Définition et enjeux
Identity visibility désigne la capacité à voir chaque identité dans un environnement, les ressources auxquelles elle accède et la façon dont cet accès est réellement exploité en temps réel. Le concept combine l’inventaire, la cartographie des droits et la télémétrie comportementale en une image continue, contrairement à un instantané périodique. Selon le texte, les identités volées et réutilisées constituent l’un des vecteurs d’accès initiaux les plus fréquemment cités dans les études de violations, notamment le Verizon Data Breach Investigations Report. Cette prévalence rend la visibilité d’identité un point de départ incontournable pour toute stratégie Zero Trust.
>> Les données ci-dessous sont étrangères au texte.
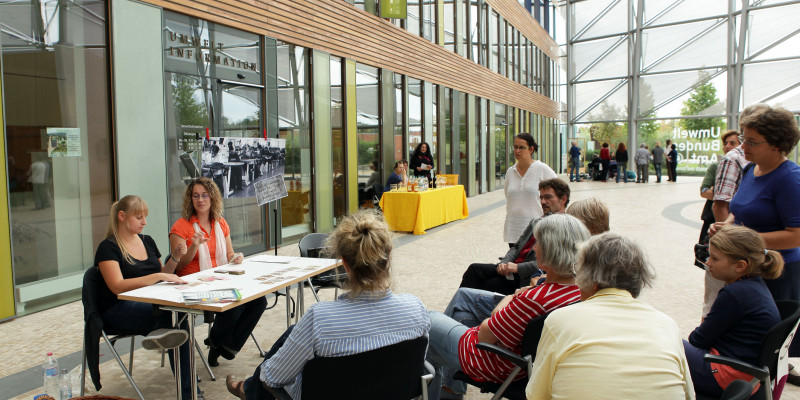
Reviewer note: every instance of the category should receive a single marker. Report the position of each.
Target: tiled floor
(663, 217)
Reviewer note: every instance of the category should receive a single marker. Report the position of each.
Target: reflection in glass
(337, 133)
(367, 131)
(449, 25)
(462, 138)
(414, 113)
(429, 19)
(435, 118)
(399, 101)
(293, 125)
(500, 145)
(55, 81)
(413, 17)
(448, 131)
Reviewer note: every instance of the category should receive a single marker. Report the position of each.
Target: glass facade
(214, 90)
(227, 85)
(58, 144)
(294, 121)
(657, 70)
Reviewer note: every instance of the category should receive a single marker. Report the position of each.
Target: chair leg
(203, 359)
(258, 346)
(83, 371)
(130, 357)
(122, 366)
(313, 289)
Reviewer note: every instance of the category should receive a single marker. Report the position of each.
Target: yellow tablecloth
(417, 211)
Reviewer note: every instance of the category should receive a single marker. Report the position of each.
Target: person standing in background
(708, 189)
(672, 161)
(622, 162)
(658, 160)
(668, 146)
(575, 162)
(642, 159)
(605, 159)
(522, 188)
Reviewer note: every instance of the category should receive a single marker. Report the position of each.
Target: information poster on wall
(270, 189)
(240, 166)
(63, 142)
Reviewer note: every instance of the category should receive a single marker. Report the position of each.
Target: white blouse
(522, 198)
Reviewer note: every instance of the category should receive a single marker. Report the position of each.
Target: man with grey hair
(575, 162)
(476, 316)
(642, 159)
(519, 264)
(610, 324)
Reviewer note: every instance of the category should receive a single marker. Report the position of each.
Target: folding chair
(396, 372)
(93, 288)
(772, 361)
(312, 245)
(509, 388)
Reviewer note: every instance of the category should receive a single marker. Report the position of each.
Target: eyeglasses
(749, 143)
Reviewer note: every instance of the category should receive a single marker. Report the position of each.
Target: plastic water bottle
(65, 385)
(50, 366)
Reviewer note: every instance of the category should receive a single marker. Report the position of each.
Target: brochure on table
(258, 276)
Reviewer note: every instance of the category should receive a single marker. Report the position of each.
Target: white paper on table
(274, 259)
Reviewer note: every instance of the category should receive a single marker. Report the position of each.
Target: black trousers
(485, 277)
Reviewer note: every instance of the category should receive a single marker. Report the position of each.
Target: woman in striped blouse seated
(456, 333)
(364, 244)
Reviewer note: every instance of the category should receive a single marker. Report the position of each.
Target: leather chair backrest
(387, 373)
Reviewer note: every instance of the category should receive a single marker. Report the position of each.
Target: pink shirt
(508, 325)
(185, 229)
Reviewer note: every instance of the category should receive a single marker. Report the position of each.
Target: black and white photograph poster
(237, 164)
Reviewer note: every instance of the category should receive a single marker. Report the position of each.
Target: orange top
(185, 229)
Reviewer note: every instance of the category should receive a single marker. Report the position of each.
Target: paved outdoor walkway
(663, 217)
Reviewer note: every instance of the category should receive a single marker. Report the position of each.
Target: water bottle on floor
(65, 385)
(50, 366)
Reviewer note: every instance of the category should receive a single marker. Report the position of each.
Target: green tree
(613, 130)
(191, 112)
(702, 99)
(648, 130)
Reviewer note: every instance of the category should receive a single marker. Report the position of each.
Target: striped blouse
(508, 325)
(345, 327)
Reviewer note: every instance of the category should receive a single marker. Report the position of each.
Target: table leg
(300, 301)
(288, 309)
(177, 363)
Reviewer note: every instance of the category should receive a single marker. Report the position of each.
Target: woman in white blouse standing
(522, 187)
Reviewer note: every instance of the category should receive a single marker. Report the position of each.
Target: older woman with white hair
(611, 345)
(470, 319)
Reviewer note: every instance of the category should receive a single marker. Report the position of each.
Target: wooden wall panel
(519, 17)
(338, 28)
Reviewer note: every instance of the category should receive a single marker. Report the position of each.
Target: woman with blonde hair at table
(129, 260)
(367, 317)
(207, 237)
(522, 188)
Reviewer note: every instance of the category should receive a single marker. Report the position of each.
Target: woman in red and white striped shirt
(453, 344)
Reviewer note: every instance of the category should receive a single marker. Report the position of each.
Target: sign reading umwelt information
(702, 145)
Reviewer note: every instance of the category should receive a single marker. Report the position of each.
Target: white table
(254, 283)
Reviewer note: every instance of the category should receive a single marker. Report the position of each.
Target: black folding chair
(313, 245)
(774, 350)
(93, 291)
(510, 389)
(396, 372)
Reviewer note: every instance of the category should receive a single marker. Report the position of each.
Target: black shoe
(164, 339)
(213, 355)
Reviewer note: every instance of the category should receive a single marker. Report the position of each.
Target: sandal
(235, 387)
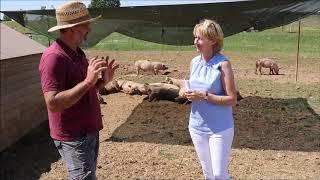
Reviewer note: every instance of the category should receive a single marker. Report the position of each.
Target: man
(69, 83)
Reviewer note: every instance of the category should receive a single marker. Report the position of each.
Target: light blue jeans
(80, 156)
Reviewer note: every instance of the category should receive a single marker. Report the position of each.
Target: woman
(211, 89)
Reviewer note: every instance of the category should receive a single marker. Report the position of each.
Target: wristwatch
(206, 96)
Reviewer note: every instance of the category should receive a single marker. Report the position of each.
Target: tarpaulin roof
(15, 44)
(173, 24)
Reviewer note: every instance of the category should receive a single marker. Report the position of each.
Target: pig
(132, 88)
(111, 87)
(160, 93)
(149, 66)
(267, 63)
(100, 98)
(177, 82)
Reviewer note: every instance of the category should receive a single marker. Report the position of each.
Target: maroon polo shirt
(61, 69)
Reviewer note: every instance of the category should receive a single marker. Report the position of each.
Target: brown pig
(177, 82)
(111, 87)
(130, 87)
(149, 66)
(267, 63)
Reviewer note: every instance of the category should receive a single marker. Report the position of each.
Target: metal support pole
(298, 49)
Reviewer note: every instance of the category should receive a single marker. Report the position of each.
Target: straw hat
(72, 14)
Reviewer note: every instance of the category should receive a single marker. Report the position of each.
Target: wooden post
(298, 49)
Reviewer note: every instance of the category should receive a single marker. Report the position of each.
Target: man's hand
(95, 67)
(108, 73)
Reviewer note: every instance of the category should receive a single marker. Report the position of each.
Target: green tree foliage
(104, 3)
(6, 18)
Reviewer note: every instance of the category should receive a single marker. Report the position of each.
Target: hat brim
(72, 25)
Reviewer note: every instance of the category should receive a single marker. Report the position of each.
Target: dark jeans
(80, 156)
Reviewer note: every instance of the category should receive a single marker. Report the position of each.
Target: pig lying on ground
(111, 87)
(132, 88)
(177, 82)
(267, 63)
(163, 91)
(101, 100)
(149, 66)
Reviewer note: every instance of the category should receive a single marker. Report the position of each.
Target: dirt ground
(276, 133)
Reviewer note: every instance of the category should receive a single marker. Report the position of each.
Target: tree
(104, 3)
(6, 18)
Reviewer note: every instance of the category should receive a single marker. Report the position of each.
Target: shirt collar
(69, 51)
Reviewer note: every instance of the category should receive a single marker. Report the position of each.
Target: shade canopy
(173, 24)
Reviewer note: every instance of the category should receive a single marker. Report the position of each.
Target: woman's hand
(108, 73)
(195, 95)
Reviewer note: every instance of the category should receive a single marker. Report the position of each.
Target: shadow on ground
(30, 157)
(260, 123)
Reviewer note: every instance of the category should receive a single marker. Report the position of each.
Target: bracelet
(206, 96)
(88, 83)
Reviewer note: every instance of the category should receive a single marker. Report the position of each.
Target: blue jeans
(80, 156)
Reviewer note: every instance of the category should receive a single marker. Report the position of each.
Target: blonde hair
(210, 30)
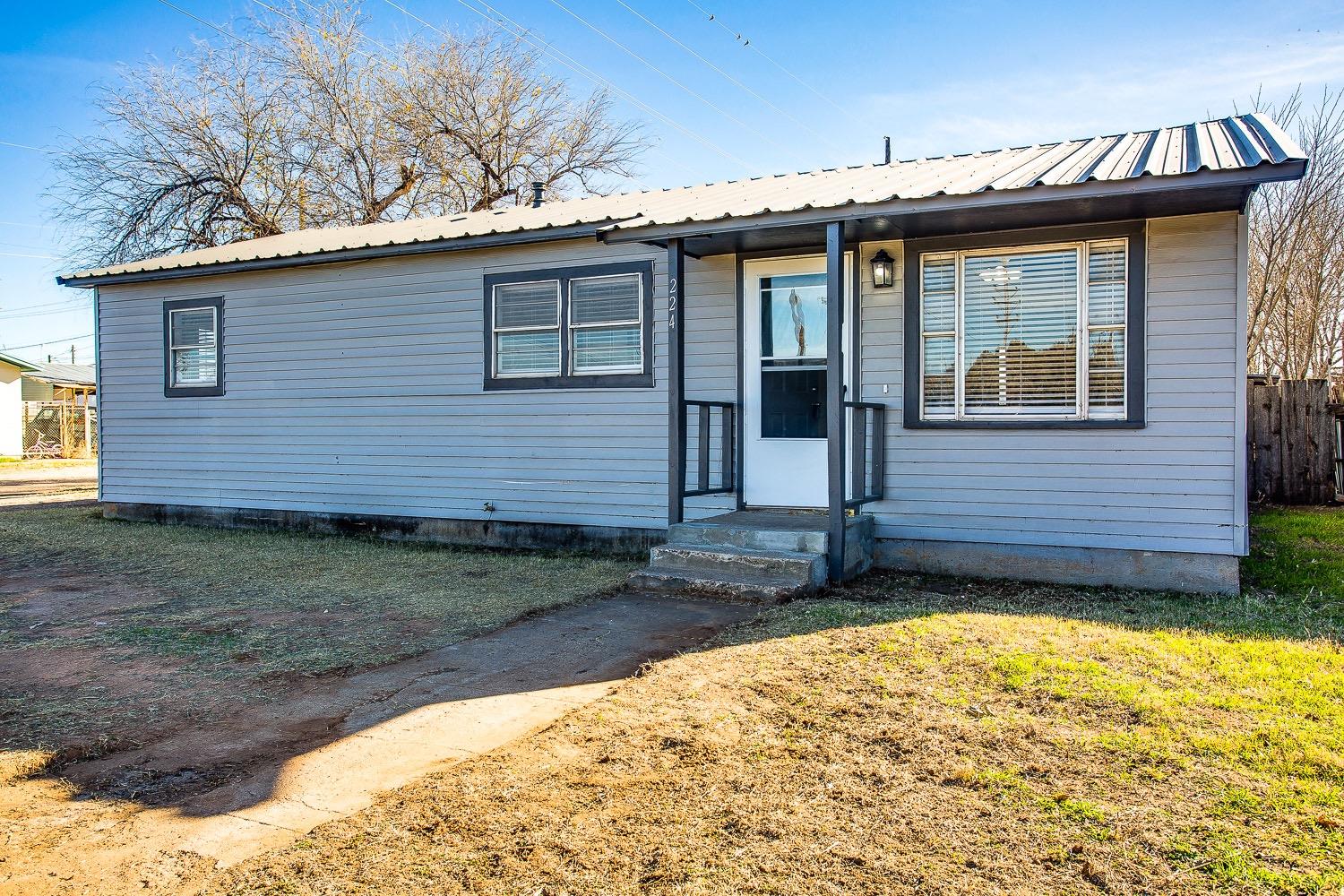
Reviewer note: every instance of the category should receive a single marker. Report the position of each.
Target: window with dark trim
(1031, 330)
(588, 327)
(194, 347)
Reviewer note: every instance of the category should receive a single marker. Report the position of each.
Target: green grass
(1298, 551)
(910, 734)
(230, 611)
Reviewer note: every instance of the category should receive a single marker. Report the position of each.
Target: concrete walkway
(382, 729)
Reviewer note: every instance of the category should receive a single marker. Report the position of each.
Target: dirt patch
(918, 745)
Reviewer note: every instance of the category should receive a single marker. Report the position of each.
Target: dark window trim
(1136, 231)
(199, 392)
(570, 381)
Limites des solutions IAM traditionnelles
Les plateformes IAM classiques ne rapportent que la configuration : appartenances aux groupes, attributions de rôles et catalogues d’autorisations. Cette approche indique ce qui a été accordé, mais ne confirme pas si l’application applique réellement ces droits, si le compte possède encore un propriétaire humain ou s’il a été utilisé récemment. De plus, les outils de gouvernance ne vérifient pas la couverture des applications non intégrées, créant ainsi une illusion de conformité lorsqu’une application n’apparaît tout simplement pas dans le rapport.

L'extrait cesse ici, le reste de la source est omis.